GTID Tracking & Enforcement for Binary Log Archiving and PITR Automation

Point-in-Time Recovery (PITR) automation fails silently when binary log continuity is assumed rather than verified. Legacy file-and-position tracking introduces severe ambiguity during topology shifts, partial log purges, or cross-instance restores: the same mysql-bin.000123:4 coordinate means different things on different servers, and nothing in the coordinate itself proves the intervening transactions were ever captured. Global Transaction Identifiers (GTIDs) eliminate that ambiguity by giving every commit an immutable, source-anchored identity that survives log rotation, crash recovery, and instance migration. This guide implements a deterministic pipeline that extracts, validates, and enforces GTID continuity across archived binary logs, so that every recovery request is either precisely satisfied or explicitly rejected before a single event is replayed — replacing heuristic timestamp guessing with rigorous transaction-set arithmetic. The building blocks here assume the event model and lifecycle laid out in MySQL Binary Log Architecture & GTID Fundamentals.

Visual Overview

Core Concept & Prerequisites

A GTID is a pair, source_uuid:transaction_id, where source_uuid identifies the originating server and transaction_id is a monotonic counter. MySQL exposes two authoritative sets that together define what is recoverable:

gtid_executed — every transaction the server has committed or applied. Persisted in the mysql.gtid_executed table and mirrored in the global variable.
gtid_purged — the subset of gtid_executed whose binary logs have already been discarded locally. Anything inside gtid_purged can only be recovered from an archive, never from the live server.

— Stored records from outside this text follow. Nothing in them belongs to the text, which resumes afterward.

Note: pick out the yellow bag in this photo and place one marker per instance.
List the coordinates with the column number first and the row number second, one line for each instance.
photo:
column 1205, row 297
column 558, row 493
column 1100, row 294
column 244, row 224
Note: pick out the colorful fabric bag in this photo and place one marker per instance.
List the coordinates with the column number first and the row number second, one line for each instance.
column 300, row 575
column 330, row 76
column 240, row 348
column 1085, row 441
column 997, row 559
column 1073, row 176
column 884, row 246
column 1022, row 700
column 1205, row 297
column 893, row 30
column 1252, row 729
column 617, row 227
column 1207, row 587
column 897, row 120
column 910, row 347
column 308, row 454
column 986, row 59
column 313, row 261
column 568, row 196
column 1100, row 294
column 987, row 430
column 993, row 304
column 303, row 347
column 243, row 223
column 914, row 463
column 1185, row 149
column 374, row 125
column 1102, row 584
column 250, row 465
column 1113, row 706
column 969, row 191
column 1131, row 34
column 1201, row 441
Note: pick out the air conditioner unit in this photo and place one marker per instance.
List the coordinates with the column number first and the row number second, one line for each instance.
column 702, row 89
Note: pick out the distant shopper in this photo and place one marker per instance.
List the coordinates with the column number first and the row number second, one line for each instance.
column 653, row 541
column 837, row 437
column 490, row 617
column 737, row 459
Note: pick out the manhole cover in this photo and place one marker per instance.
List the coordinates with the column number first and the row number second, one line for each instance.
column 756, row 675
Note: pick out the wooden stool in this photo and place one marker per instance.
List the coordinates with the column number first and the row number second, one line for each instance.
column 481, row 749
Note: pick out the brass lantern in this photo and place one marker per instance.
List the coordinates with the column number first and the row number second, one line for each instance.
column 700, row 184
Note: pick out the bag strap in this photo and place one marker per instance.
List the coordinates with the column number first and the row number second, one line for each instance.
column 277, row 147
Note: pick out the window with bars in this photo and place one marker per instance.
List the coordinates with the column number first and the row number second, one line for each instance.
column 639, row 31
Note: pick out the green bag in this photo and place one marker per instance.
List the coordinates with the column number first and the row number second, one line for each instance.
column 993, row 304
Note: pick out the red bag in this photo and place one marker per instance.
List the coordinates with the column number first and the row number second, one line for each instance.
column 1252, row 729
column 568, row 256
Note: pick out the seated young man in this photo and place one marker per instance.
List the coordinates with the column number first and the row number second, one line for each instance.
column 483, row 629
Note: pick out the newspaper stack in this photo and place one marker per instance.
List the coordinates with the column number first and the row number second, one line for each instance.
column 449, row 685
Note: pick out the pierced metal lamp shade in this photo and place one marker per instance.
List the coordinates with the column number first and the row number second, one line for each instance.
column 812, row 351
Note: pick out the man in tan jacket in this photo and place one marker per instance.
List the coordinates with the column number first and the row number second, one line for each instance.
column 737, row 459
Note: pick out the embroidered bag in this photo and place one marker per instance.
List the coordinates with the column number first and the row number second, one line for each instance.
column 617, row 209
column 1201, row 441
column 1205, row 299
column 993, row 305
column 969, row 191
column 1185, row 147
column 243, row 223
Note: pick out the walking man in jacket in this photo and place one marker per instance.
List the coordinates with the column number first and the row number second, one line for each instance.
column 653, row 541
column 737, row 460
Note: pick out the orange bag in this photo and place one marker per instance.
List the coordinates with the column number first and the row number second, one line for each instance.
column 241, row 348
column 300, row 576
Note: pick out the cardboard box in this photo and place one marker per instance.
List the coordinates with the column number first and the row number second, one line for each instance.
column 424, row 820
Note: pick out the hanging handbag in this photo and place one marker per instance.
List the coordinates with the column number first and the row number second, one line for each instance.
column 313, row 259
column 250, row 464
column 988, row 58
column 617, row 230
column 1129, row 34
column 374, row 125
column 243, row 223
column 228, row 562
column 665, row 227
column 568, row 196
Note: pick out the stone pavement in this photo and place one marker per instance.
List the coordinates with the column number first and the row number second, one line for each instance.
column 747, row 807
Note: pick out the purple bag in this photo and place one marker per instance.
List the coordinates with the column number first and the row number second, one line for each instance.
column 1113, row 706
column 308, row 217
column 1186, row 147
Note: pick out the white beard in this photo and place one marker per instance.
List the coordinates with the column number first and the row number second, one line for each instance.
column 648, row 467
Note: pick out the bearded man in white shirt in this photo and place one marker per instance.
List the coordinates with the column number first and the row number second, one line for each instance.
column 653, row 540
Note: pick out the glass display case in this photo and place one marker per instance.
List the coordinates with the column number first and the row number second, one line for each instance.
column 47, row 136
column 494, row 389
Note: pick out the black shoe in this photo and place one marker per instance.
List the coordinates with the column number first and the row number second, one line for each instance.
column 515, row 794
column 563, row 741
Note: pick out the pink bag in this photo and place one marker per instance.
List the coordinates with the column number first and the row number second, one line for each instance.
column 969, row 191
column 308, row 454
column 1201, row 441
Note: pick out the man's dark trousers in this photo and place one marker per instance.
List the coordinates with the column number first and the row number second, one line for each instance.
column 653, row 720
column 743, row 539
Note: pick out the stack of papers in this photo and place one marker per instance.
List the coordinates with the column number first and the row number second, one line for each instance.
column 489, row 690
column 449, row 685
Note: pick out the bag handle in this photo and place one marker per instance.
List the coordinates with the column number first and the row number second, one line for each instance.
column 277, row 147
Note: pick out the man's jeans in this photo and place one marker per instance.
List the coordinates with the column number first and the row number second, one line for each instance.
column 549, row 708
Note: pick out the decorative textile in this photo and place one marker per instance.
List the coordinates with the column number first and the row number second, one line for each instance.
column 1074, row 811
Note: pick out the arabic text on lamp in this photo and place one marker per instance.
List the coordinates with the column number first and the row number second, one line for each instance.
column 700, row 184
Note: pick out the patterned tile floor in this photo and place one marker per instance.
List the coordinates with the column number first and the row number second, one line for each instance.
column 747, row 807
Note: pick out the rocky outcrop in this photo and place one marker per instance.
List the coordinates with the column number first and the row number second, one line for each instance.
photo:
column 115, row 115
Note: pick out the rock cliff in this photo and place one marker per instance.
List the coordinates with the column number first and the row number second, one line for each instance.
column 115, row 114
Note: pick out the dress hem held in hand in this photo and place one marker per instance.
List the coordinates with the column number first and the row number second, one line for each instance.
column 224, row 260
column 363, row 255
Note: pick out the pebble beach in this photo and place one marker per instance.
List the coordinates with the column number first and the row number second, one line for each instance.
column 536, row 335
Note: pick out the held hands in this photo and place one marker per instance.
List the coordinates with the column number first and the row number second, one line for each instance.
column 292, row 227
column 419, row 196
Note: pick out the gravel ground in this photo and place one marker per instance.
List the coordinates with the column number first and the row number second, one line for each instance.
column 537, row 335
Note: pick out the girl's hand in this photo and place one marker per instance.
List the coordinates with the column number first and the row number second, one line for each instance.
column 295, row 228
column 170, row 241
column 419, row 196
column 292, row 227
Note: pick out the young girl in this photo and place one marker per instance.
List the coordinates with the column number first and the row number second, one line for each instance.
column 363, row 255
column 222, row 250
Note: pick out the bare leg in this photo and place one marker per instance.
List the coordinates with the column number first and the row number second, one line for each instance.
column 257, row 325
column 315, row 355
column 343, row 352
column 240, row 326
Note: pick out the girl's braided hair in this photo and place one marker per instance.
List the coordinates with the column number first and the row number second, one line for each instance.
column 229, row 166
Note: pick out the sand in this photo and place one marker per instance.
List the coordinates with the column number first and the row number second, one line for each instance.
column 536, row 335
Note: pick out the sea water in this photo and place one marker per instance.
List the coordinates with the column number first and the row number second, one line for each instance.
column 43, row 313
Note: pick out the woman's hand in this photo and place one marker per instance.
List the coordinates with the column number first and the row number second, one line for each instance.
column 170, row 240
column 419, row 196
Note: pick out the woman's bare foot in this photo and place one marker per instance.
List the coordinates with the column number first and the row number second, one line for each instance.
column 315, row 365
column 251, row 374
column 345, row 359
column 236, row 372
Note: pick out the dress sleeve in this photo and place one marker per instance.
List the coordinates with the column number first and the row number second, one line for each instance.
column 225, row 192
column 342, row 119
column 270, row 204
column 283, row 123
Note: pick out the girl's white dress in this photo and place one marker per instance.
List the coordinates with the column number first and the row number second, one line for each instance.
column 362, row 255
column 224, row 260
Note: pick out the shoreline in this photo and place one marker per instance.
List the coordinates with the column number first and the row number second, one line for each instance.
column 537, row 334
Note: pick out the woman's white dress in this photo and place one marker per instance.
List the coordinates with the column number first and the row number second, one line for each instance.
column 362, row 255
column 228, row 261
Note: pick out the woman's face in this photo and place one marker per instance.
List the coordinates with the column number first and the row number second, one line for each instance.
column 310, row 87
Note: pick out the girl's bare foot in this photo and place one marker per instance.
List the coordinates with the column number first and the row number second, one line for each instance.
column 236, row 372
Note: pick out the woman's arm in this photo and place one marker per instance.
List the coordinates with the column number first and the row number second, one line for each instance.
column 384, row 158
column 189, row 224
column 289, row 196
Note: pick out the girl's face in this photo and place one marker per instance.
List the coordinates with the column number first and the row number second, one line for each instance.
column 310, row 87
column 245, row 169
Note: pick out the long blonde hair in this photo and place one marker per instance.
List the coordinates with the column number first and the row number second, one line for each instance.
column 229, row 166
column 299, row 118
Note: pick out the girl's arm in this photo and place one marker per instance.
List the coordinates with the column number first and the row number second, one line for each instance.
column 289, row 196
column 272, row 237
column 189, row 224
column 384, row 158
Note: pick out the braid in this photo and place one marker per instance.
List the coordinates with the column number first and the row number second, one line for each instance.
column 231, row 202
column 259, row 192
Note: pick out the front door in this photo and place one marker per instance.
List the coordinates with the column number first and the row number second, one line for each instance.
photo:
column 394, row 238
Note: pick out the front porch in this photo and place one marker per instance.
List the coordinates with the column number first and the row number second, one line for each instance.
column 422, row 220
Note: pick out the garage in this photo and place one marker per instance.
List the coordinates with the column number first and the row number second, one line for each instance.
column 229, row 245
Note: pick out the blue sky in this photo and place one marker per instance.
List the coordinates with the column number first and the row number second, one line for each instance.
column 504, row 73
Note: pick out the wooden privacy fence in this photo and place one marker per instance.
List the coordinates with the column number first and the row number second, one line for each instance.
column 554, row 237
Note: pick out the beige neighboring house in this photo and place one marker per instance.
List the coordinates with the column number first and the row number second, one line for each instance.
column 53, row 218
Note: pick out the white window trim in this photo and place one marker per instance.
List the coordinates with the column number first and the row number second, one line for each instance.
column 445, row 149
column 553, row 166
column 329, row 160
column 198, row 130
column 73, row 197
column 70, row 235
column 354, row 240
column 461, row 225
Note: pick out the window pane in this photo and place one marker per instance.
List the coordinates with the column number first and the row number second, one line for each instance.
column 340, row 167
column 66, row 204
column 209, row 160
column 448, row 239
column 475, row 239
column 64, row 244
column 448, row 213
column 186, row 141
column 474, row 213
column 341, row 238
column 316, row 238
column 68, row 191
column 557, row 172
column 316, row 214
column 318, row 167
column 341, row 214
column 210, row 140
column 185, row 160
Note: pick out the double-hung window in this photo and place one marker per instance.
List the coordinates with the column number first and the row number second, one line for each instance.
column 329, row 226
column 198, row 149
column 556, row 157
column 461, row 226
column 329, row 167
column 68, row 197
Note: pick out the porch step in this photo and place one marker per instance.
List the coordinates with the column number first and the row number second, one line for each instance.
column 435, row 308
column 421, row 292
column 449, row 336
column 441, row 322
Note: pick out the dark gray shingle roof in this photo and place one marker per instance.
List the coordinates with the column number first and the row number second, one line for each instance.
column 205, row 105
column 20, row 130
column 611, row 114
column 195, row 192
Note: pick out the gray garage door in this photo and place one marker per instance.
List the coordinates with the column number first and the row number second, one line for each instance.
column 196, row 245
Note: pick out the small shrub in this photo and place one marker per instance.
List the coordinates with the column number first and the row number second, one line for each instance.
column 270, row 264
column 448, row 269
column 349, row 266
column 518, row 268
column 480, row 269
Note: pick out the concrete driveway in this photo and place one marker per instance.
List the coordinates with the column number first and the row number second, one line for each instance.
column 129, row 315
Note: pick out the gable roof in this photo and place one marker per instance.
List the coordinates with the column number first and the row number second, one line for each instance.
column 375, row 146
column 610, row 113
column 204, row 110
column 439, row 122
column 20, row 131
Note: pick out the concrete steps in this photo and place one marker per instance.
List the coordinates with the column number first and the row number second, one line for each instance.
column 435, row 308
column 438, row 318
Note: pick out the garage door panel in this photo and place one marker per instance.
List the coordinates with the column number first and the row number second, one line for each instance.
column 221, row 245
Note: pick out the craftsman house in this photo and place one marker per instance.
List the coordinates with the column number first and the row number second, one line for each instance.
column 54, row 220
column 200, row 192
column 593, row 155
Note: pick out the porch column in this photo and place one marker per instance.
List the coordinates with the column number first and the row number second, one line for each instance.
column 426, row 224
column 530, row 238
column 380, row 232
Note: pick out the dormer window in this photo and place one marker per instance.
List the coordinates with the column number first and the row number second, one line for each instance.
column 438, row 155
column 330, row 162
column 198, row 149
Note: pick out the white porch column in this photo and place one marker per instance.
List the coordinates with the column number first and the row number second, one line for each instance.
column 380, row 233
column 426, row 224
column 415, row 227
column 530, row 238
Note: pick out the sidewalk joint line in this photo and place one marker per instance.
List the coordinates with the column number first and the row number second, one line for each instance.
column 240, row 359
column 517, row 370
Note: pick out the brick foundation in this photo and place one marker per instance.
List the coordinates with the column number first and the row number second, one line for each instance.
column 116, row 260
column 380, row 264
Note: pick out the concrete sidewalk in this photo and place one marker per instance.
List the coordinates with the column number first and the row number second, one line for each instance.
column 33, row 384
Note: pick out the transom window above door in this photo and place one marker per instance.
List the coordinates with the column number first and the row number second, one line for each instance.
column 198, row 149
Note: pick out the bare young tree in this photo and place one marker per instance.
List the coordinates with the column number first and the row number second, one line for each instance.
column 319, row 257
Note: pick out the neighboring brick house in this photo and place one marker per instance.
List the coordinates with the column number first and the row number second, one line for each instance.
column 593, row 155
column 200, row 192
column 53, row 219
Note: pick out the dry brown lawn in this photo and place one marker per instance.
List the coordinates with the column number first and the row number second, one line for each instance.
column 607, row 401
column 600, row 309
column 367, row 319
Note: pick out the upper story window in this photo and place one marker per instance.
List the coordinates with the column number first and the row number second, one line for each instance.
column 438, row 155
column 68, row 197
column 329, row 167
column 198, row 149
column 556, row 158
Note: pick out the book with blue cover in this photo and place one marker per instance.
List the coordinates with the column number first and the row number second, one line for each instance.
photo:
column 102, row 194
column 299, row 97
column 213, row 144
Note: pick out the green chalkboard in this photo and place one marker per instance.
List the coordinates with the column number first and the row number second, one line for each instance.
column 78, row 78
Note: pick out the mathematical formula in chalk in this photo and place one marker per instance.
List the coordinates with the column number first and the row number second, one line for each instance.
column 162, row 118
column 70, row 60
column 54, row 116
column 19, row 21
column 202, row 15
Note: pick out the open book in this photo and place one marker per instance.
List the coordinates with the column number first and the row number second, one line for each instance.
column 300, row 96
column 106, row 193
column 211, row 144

The recoverable window is therefore not “everything the server knows about” but the difference between what an archive physically holds and what has been purged. Getting this arithmetic wrong is the single most common cause of a PITR that runs to completion and still loses data.

Version and environment constraints:

MySQL 8.0.22+ for SHOW BINARY LOG STATUS (the older SHOW MASTER STATUS still works but is deprecated). gtid_mode=ON and enforce_gtid_consistency=ON are required; both are the correct defaults for any archiving-capable topology.
Python 3.10+ for the automation layer (structural pattern matching and the walrus operator are used below).
mysql-connector-python 8.0+ for connection pooling, and tenacity for retry orchestration — both already standard in this codebase.

Because format determines replay fidelity, this pipeline presumes row-based logging; the trade-offs are covered in ROW vs STATEMENT vs MIXED formats. GTIDs abstract the on-disk format, but they do not encode it — a statement-based event carrying a non-deterministic function will replay differently even though its GTID is contiguous, so format enforcement and GTID enforcement are complementary gates, not substitutes.

The extraction layer must behave as a stateless control-plane component. It must never rely on SHOW BINARY LOG STATUS alone for archival mapping, because that command reflects volatile runtime memory. Instead it queries the global variables, normalizes the output, and diffs it against a version-controlled manifest of archived files. This decoupling is what lets a replica rebuild or a primary promotion happen without corrupting the recovery timeline.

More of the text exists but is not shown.